しかも、「イスラエルの生存にイランが脅威を与えている」という認識が、米国のイランに対する「過剰敵意」を増幅させているという指摘もある。それは、イスラエルに対する「過剰傾斜」とイランに対する「過剰敵意」が米国において表裏一体であることを意味している。
歴史家、トニー・ジャットの時評集『真実が揺らぐ時:ベルリンの壁崩壊から9・11まで』には、2000年代半ばの時評として、次のような記述がある。
アメリカの未来の世代にしてみれば、帝国主義的な偉大な力とアメリカについての国際的な評価が、なぜ地中海にある小さくも論争を呼びがちな依存国とそれほどに一蓮托生(いちれんたくしょう)になっているかは、自明ではなくなるであろう。ヨーロッパやラテン・アメリカ、アフリカ、あるいはアジアの人びとにとっても、すでにまったくもって自明ではなくなっている。

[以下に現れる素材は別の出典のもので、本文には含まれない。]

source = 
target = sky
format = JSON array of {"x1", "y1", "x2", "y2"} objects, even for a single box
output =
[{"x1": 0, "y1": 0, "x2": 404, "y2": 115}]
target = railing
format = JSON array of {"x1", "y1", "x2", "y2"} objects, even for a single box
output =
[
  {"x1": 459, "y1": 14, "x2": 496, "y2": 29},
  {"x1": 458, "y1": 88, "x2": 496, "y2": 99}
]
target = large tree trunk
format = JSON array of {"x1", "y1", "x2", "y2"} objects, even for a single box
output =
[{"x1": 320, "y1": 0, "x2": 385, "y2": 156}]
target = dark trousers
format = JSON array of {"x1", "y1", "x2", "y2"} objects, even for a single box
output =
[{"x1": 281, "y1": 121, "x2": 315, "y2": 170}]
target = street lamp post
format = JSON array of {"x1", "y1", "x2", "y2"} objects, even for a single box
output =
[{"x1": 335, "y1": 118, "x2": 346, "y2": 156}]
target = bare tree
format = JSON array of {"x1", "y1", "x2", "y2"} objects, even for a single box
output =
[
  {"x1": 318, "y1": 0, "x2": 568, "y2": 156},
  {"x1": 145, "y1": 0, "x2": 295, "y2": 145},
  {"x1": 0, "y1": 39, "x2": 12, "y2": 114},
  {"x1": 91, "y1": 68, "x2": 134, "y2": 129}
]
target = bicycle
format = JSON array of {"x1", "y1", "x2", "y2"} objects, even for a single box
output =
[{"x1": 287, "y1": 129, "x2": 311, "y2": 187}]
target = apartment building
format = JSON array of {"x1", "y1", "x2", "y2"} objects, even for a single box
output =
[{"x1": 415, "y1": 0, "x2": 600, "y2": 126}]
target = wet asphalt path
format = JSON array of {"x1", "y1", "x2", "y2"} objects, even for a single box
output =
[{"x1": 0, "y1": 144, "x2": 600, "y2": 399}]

イスラエルと一蓮托生になろうという傾向は、ジャットの十数年前の展望とは裏腹に、「トランプの米国」において一層、鮮明になっている感がある。大阪での米中首脳会談や板門店での米朝首脳会談の風景は、米国にとっての当面の「主戦場」が、中国や北朝鮮を含む「極東」ではなくイランを含む「中東」であるトランプ氏の判断を示唆しているとも考えられる。トランプ氏が極東情勢に「凪(なぎ)」を欲した事情を慮(おもんばか)れば、そうした評価も決して無理とはいえまい。
筆者は、トランプ氏の登場時点から、彼が日本に提供することになるのは、「難題」ではなく「機会」であると唱えてきた。トランプ氏は、日本の増長を抑える「瓶の蓋(ふた)」論が語られた日米安保体制の永き歳月の後で、「日本の頭を抑えつけない」姿勢を明示した政治指導者である。
そうであるならば、日本の対応としては、トランプ氏の不満や期待に乗じつつ、米国だけではなく、豪印両国を含む他の国々との同盟形成を急ぐのが賢明である。その前提は、「フル・スペックの集団的自衛権の行使」と「対国内総生産(GDP)比2%の防衛費」を認めることである。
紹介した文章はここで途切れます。